4

I would like to extract chains from pdb files. I have a file named pdb.txt which contains pdb IDs as shown below. The first four characters represent PDB IDs and last character is the chain IDs.

1B68A 
1BZ4B
4FUTA

I would like to 1) read the file line by line 2) download the atomic coordinates of each chain from the corresponding PDB files.
3) save the output to a folder.

I used the following script to extract chains.
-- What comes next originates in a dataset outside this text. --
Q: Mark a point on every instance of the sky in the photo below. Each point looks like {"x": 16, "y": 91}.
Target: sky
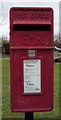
{"x": 5, "y": 9}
But this code prints only A chains from pdb files.

for i in 1B68 1BZ4 4FUT
do 
wget -c "http://www.pdb.org/pdb/download/downloadFile.do?fileFormat=pdb&compression=NO&structureId="$i -O $i.pdb
grep  ATOM $i.pdb | grep 'A' > $i\_A.pdb
done
David Cain
  • 16,484
  • 14
  • 65
  • 75
user1545114
  • 75
  • 1
  • 1
  • 4

4 Answers4

11

The following BioPython code should suit your needs well.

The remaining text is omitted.